For weeks now I have been worrying about the results from my first Special Ed. Praxis II test and yesterday was the moment of truth......would I be stuck teaching English forever (stuck, even though I love it) or would I be halfway to achieving my goal of becoming certified to teach K-12 Sp. Ed??? Well I am happy to report that I am officially halfway certified as I PASSED!!!! I am registered to take the second Sp. ed praxis on January 10 and WHEN I pass it (not if) I will be totally certified!!!

Dr. Eicher (a great sp. ed. instructor of mine) wants to help me set up interviews here in Omaha with the Westside Community School system as soon as I pass both tests. The other day he told me about a neat opportunity that I might be interested in which would be being a Home Bound teacher who is someone that goes to homes of children who can't attend school because of, say, chemotherapy on cancer draining them. I think that would be so neat because I wouldn't be in the classroom all day every day and such. It sounds like the possibilities here in Omaha with a sp. ed. degree are endless :) I'm just excited to see what I end up doing a few months from now!!!

Monday, December 8, 2008

Sadness but Hope

So this Friday is my last day of working out at Grand Paws Kennel and I am so upset...I feel like that is the only place and Adrienne (my boss) is the only person to ever really give me a chance to show what I can do and to recognize the unique talents I have. I just feel like I 'belong' there and am extremely upset that my present condition (getting ready to student teach) won't allow me to continue working. Adrienne has been the best boss anyone could ever ask for and truely is a kindred spirit. I just hope someday I can have my own Boarding Kennel and be as successful and loved by clients as she is.
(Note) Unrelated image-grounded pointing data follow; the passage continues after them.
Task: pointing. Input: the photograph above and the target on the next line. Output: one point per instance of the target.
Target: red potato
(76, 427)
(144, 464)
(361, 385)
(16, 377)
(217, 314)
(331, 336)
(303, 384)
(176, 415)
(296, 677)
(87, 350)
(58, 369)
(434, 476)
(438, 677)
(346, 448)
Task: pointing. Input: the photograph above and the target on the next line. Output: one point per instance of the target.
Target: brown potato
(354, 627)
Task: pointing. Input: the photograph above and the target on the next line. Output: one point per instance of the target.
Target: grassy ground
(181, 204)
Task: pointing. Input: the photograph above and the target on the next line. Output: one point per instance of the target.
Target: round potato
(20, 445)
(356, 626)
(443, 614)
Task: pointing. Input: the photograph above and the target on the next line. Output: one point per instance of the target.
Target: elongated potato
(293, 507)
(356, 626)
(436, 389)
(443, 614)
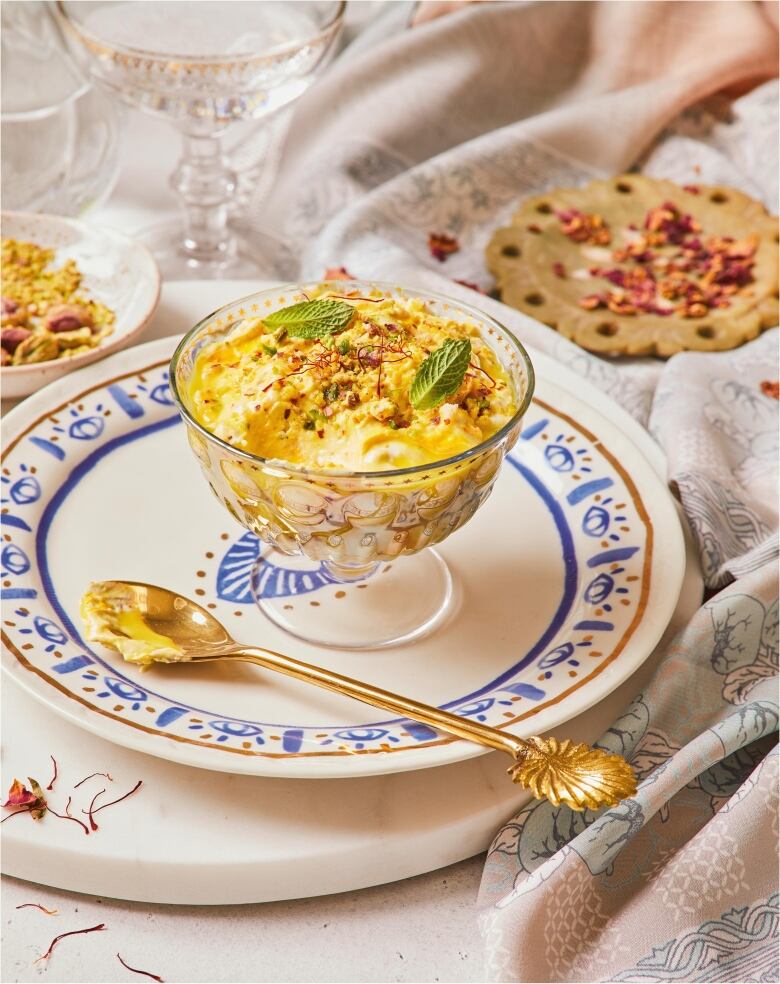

Nick knows that I want to run my own boarding kennel someday and he says he will do the paperwork and budgeting part which would free me up to working with the clients and their pets. I am super lucky to be marrying a man who is so supportive of my hopes and dreams and just hope that I can accomplish them someday. It just really sucks that I have to leave what I love doing (taking care of the dogs) and what I feel like my true calling is, but there are other things I need to do right now and all I can really do is keep this goal of mine in mind and strive to attain it someday.